The first three chapters of the book are organized chronologically so as to describe the Genocide. The first contains a brief historical contextualization of the Armenians, their place in the Ottoman Empire and the rebirth of the Christian minority. International treaties, the emergence of political parties and the massacres carried out by Sultan Abdul Hamid II from 1894 to 1896 are also analyzed. The second chapter deals with the process of systematic annihilation that began with the targeted killing of the Armenian community’s political leaders, intellectuals and business leaders on April 24, 1915. This chapter also analyzes the extermination of Armenians on the front lines of the First World War by their comrades-in-arms in the Ottoman army and the deportation of Armenian civilians to the deserts of Syria and to concentration camps. The book’s third chapter traces the forms of resistance, self-defense and self-preservation employed by the Armenian community during the attempted annihilation. In addition, analyses of the Istanbul Trials that took place after the war and of the Turkish nationalist movement are included. The book then describes the founding of the Republic of Armenia in 1918, the offensives launched by Turkish nationalist forces and the Sovietization of that ephemeral state in 1920. Lastly, the book contains descriptions of the attacks carried out against surviving Armenians in Asia Minor by the Turkish nationalist movement and of the operation to find those responsible for the Genocide.
The book also addresses the politics of denial. The effects of denialism, its various stages and the alternatives to this discourse are presented as contemporary issues, both for Armenians and in Turkish civil society. Chapter five addresses the question of how the exterminations of 1915 have been represented in the works of painter and survivor Arshile Gorky and in the films of Atom Egoyan and Terry George.
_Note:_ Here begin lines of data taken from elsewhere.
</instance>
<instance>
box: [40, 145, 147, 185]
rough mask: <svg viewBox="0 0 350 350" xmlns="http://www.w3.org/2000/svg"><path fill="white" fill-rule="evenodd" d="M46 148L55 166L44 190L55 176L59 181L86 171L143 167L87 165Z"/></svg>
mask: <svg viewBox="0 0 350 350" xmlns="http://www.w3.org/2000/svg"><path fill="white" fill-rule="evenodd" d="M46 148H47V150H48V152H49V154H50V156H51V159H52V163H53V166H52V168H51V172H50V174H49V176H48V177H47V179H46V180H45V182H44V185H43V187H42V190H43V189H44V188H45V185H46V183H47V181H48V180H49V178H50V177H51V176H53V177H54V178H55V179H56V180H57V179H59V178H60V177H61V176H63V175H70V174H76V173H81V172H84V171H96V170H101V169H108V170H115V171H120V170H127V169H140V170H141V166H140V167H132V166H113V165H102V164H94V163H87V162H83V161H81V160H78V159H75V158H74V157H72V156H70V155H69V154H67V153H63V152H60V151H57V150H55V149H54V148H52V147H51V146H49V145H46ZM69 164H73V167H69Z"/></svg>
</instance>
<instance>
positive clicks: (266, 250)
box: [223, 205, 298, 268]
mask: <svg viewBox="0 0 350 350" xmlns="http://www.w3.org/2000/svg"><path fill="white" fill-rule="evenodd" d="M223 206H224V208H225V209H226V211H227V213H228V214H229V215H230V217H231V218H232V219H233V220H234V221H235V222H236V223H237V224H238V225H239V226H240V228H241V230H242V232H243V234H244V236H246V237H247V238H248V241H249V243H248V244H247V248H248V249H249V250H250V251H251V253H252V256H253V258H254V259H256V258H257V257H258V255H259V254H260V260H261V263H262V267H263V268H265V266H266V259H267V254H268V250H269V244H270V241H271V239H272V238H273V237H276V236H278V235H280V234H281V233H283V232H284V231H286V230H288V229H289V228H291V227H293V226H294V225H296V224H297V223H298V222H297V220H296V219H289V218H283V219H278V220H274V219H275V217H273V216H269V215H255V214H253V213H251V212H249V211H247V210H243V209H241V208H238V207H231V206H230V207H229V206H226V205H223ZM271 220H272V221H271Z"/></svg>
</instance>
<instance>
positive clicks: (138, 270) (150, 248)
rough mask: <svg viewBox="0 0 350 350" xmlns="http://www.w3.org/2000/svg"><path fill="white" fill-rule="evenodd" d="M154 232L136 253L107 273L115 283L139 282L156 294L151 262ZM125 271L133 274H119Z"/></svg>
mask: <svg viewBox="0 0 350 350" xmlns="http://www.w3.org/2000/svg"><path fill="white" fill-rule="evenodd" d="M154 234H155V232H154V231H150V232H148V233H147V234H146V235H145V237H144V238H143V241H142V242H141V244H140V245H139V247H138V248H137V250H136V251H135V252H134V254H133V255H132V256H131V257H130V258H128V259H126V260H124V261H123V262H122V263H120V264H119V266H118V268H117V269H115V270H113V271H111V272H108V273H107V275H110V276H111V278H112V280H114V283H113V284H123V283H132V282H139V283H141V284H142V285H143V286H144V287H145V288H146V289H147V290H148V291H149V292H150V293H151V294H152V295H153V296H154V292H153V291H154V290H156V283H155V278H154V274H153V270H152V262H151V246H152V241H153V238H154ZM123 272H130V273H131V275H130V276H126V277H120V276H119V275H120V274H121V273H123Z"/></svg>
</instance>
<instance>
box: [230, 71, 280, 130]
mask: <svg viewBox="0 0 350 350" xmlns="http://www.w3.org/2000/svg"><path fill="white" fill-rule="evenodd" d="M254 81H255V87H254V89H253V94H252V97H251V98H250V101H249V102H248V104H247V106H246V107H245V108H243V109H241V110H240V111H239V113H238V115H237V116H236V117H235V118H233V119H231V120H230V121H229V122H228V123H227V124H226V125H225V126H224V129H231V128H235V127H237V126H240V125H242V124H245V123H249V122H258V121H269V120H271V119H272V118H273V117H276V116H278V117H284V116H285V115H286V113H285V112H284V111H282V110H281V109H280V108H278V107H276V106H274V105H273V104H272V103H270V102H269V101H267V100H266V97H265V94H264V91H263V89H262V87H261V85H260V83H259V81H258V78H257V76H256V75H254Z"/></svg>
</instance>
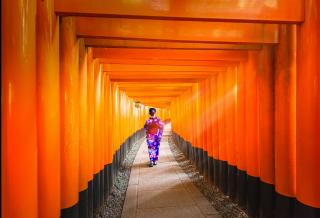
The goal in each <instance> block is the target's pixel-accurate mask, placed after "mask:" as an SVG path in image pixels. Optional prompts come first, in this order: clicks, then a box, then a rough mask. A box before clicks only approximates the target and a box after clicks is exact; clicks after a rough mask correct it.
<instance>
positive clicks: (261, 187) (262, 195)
mask: <svg viewBox="0 0 320 218" xmlns="http://www.w3.org/2000/svg"><path fill="white" fill-rule="evenodd" d="M274 194H275V193H274V185H270V184H267V183H264V182H260V212H259V215H260V218H273V217H274V201H275V196H274Z"/></svg>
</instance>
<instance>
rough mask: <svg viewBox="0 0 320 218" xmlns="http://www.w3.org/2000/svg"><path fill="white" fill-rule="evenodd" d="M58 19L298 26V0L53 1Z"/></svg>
mask: <svg viewBox="0 0 320 218" xmlns="http://www.w3.org/2000/svg"><path fill="white" fill-rule="evenodd" d="M54 3H55V5H54V7H55V11H56V13H57V14H58V15H73V16H99V17H113V18H140V19H141V18H143V19H162V20H164V19H166V20H197V21H199V20H200V21H223V22H225V21H232V22H235V21H236V22H268V23H269V22H276V23H280V22H282V23H300V22H302V21H303V20H304V13H303V11H304V2H303V1H301V0H256V1H252V0H232V1H221V0H211V1H207V0H179V1H177V0H167V1H148V0H141V1H119V0H108V1H101V0H55V1H54Z"/></svg>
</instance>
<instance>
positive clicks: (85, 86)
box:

The book then examines the effects of the impunity that the perpetrators of the Armenian Genocide enjoyed and its connection to the Holocaust. Perspectives on and opportunities for the potential acknowledgement of the Armenian Genocide are explored in the book’s final chapter.
During the years I spent researching and writing this work, my family, friends and many of my colleagues gave me invaluable help and support. I would like to offer my thanks to my Argentine colleagues and especially to Mariano Ben Plotkin — who read the manuscript and suggested critical contributions to it — and to José Emilio Burucúa, who recommended me to the University of Buenos Aires Press. I was also honored that José Emilio presented my book at the University of Buenos Aires School of Law.
This work was the product of almost two decades of research and reflection on an unpunished crime. In addition to describing the destruction of more than a million human beings during the first years of the twentieth century, this book seeks to ask the reader to reflect, from an ethical standpoint, on issues relating to genocide, memory and the ways in which trauma is represented. I believe that, through education, reflection and dialogue, humanity can begin — in the twenty-first century — to travel along a different and more loving path.